This is the code repo of our paper "NeuroScope: Reverse Engineering Deep Neural Network on Edge Devices using Dynamic Analysis".
- Create a Python virtual environment
pip install -r ./requirements.txt
NXP i.MX RT1050 Evaluation Kit is required for conducting dynamic analysis.
- Use MCUXpresso, NXP's IDE, to download (flash) the binary that implements resnet onto the board
- Launch debug session with MCUXpresso IDE LinkServer (CMSIS-DAP) probe
- In the debug console, use the following command to use our gdb script:
source $YOUR_PATH/online/io_dumper/io_dumper.py, and then invokeio-dump
Our script will dump the I/O data to a folder: $YOUR_PATH/online/dump.

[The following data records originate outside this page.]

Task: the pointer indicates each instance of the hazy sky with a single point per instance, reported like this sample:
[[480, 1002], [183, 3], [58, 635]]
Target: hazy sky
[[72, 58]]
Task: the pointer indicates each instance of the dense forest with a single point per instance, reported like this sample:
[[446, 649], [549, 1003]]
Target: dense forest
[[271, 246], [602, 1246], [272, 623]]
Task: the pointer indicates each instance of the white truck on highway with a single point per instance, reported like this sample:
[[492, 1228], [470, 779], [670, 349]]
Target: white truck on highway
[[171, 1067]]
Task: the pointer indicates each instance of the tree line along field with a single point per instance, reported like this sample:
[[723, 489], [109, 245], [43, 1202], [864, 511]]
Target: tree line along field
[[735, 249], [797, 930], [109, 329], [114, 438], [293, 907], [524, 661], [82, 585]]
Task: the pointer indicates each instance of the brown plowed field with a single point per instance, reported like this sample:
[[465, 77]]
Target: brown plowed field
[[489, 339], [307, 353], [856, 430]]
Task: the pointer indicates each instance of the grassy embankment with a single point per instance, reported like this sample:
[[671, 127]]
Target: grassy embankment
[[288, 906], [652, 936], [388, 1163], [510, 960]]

These data will be processed in the offline part for DNN recovery.
Go into the folder offline, and invoke python dataset_synthesizer.py.

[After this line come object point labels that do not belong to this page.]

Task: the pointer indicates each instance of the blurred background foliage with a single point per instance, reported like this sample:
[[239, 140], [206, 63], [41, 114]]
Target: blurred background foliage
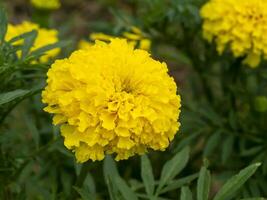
[[224, 110]]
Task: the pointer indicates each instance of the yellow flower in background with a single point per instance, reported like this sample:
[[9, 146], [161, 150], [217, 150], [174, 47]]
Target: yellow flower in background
[[112, 98], [44, 37], [136, 38], [239, 24], [46, 4]]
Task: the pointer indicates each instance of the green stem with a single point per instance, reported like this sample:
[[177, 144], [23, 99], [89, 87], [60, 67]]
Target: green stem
[[80, 179]]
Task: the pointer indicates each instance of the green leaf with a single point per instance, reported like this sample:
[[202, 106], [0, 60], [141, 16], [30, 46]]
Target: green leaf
[[29, 39], [147, 175], [125, 190], [84, 193], [13, 95], [89, 185], [3, 24], [179, 183], [212, 143], [227, 148], [110, 172], [186, 194], [40, 51], [203, 184], [235, 183], [173, 167]]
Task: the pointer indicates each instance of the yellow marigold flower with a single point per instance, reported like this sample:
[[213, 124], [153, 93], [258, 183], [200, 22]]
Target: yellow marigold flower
[[46, 4], [44, 37], [240, 24], [112, 98]]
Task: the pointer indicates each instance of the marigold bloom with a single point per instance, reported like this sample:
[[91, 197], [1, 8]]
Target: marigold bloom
[[135, 37], [46, 4], [240, 24], [44, 37], [112, 98]]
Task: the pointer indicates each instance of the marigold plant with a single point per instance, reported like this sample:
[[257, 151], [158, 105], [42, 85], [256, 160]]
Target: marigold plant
[[136, 38], [46, 4], [112, 98], [240, 24], [44, 37]]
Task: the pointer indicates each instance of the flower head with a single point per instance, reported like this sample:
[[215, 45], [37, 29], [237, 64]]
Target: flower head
[[112, 98], [46, 4], [44, 37], [241, 24]]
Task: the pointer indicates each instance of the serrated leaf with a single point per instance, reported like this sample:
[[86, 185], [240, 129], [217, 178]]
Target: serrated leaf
[[186, 194], [173, 167], [147, 175], [235, 183], [203, 184]]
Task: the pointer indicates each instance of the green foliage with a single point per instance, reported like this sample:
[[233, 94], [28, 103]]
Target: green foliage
[[223, 118]]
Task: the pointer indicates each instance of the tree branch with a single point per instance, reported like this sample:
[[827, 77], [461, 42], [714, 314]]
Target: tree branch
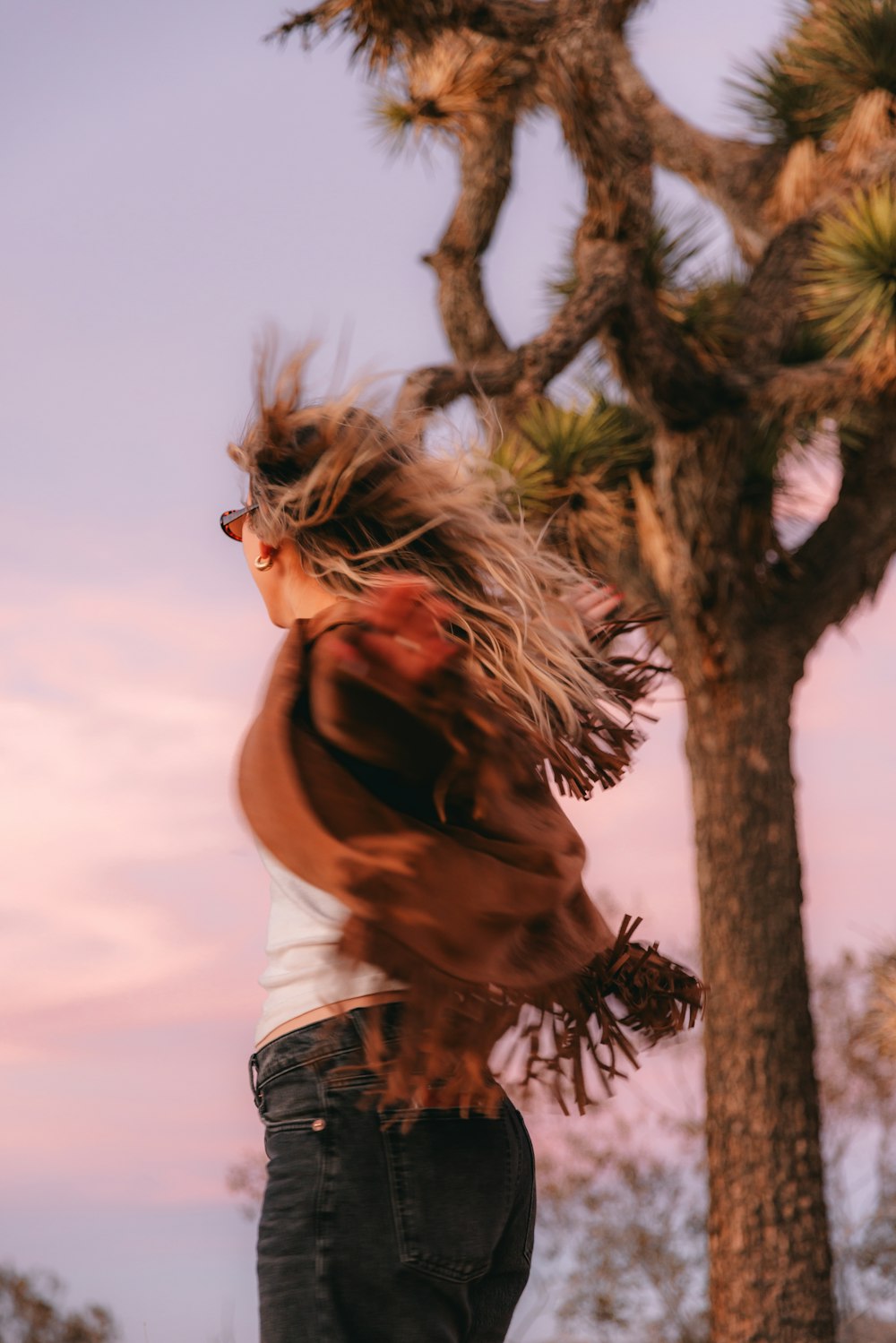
[[732, 174], [525, 371], [847, 556], [826, 385], [485, 179], [381, 27]]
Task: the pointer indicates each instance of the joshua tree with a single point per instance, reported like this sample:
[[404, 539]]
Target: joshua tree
[[667, 485]]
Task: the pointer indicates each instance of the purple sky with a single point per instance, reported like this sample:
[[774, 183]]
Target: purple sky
[[171, 185]]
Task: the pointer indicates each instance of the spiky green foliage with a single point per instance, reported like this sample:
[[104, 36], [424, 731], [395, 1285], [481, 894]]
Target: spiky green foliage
[[524, 474], [708, 314], [673, 244], [847, 48], [850, 277], [605, 438], [782, 108], [837, 51]]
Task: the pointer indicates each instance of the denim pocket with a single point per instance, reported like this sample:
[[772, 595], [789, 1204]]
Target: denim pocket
[[452, 1186], [292, 1100]]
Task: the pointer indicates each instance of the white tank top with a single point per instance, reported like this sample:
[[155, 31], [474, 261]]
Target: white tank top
[[304, 968]]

You can configure the number of datapoints (i.e., size of the synthesized dataset) and the path where the synthesized dataset will be generated with global variables SIZE and PATH, respectively.
Go into the folder offline, and invoke python train.py.
The trained models will be placed in a folder ./offline/saved_models.
Go into the folder offline, and invoke python recover.py.
It would infer the network information from the dumped I/O data with the trained models, and generate a DNN model description file in ONNX format (as recovered_model.onnx).